生成AI(RAG型)におけるフィードバックは、単なる「感想」ではありません。
AIの回答に対する「Good(正解)/ Bad(不正解)」の判定データは、検索アルゴリズムの精度を測るための「正解ラベル(アノテーション)」そのものです。
Good: その質問に対し、参照したマニュアルが正しかったという証明。
Bad: 参照したマニュアルが間違っていた、あるいは情報が古かったという警告。
このシグナルを無視することは、AIの成長機会を捨てているのと同じです。DX担当者は、フィードバックを「システムチューニングのための重要指標」と捉え直す必要があります。
「フィードバックをどう分析すればいいのか?」
そのヒントとなるのが、阪急電鉄様での運用事例です。
鉄道の案内AIでは、利用者が「期待した回答が得られなかった場合」、何も言わずに離脱することが多々あります。
阪急電鉄様では、明示的なフィードバックだけでなく、「再質問(言い直し)」のログも分析対象としています。
「鉄道特有の内容をご案内する必要がありましたが、貴社のノウハウを活かしてスムーズに対応していただけたと感じています」
例えば、「定期券 払い戻し」で回答が出ず、直後に「定期 解約」と入力し直しているログがあれば、「『払い戻し』と『解約』を同義語として辞書登録する必要がある」という改善点が明確になります。
このように、ユーザーの挙動(ログ)すべてをフィードバックとして扱い、辞書やデータを更新し続けることで、インフラ品質の回答精度を維持しているのです。

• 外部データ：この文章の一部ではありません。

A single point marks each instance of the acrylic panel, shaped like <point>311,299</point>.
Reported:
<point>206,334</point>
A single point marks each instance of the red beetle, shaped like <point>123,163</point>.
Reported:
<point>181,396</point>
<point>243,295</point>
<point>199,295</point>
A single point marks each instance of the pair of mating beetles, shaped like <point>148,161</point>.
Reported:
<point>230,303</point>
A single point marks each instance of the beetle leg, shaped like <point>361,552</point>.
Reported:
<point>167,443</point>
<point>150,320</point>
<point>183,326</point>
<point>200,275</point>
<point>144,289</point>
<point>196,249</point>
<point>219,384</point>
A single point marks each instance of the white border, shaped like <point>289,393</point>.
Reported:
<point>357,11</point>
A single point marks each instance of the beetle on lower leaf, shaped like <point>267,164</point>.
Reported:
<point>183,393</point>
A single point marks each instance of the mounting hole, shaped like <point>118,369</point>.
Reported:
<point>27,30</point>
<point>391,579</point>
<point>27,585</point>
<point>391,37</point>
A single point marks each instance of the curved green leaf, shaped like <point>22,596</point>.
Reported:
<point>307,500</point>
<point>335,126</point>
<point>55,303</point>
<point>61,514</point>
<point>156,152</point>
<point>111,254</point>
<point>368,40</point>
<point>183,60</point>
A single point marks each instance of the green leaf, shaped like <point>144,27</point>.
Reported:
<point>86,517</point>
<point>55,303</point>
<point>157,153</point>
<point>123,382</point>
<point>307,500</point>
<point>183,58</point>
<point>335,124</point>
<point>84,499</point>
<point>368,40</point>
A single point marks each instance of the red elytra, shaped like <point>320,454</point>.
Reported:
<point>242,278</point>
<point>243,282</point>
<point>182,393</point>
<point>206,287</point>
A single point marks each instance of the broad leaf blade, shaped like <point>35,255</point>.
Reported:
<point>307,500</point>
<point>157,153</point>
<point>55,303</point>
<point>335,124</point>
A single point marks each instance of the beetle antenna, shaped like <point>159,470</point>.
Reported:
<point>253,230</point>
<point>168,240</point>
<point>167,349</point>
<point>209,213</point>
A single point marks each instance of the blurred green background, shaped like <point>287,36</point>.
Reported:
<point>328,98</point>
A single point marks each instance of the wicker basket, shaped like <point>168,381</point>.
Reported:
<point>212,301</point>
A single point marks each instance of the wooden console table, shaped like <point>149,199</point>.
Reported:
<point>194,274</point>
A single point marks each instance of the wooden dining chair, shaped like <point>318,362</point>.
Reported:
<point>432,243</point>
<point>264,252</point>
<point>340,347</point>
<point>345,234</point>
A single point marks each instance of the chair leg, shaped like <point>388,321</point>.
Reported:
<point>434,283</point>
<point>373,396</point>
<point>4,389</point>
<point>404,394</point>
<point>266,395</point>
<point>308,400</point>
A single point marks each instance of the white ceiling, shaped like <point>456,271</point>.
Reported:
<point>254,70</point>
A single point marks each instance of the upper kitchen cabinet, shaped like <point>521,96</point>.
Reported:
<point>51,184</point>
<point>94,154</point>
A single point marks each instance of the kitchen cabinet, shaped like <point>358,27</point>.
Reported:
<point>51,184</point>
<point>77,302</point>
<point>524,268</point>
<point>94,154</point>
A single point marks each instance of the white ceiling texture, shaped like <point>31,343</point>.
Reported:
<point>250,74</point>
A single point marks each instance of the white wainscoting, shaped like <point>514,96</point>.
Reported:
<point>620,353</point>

ユーザーに負担をかけず、かつ分析に使えるデータを集めるためのUI設計です。
「役に立ちましたか?」ボタン(Good/Bad)
回答の直下に配置。1タップで済むようにし、Badの場合のみ「回答が間違っている」「古い」「長い」などの選択肢を表示します。
フリーコメント欄の設置
Bad評価時、「正解はこちら(URL)」などをユーザー(詳しい社員)に入力してもらうことで、ナレッジの修正ソースとして活用します。
セッション終了後のNPS(推奨度)計測
一連の会話が終わった後に「解決しましたか?」と聞き、解決率(解決数 / 全セッション数)をKPIとして計測します。
収集したデータを元に、実際にAIをチューニングする手順です。
Badがついた回答の「参照元ドキュメント(Source)」を確認します。
原因A: 参照元のマニュアル自体が古かった。
→ 対策: 最新のPDFに差し替える。
原因B: 参照元は合っているが、AIの要約が下手だった。
→ 対策: システムプロンプトを修正し、「箇条書きで答えて」などの指示を追加する。
「回答できませんでした(No Match)」のログは、社内にナレッジが存在しない(AIに教えていない)ことを意味します。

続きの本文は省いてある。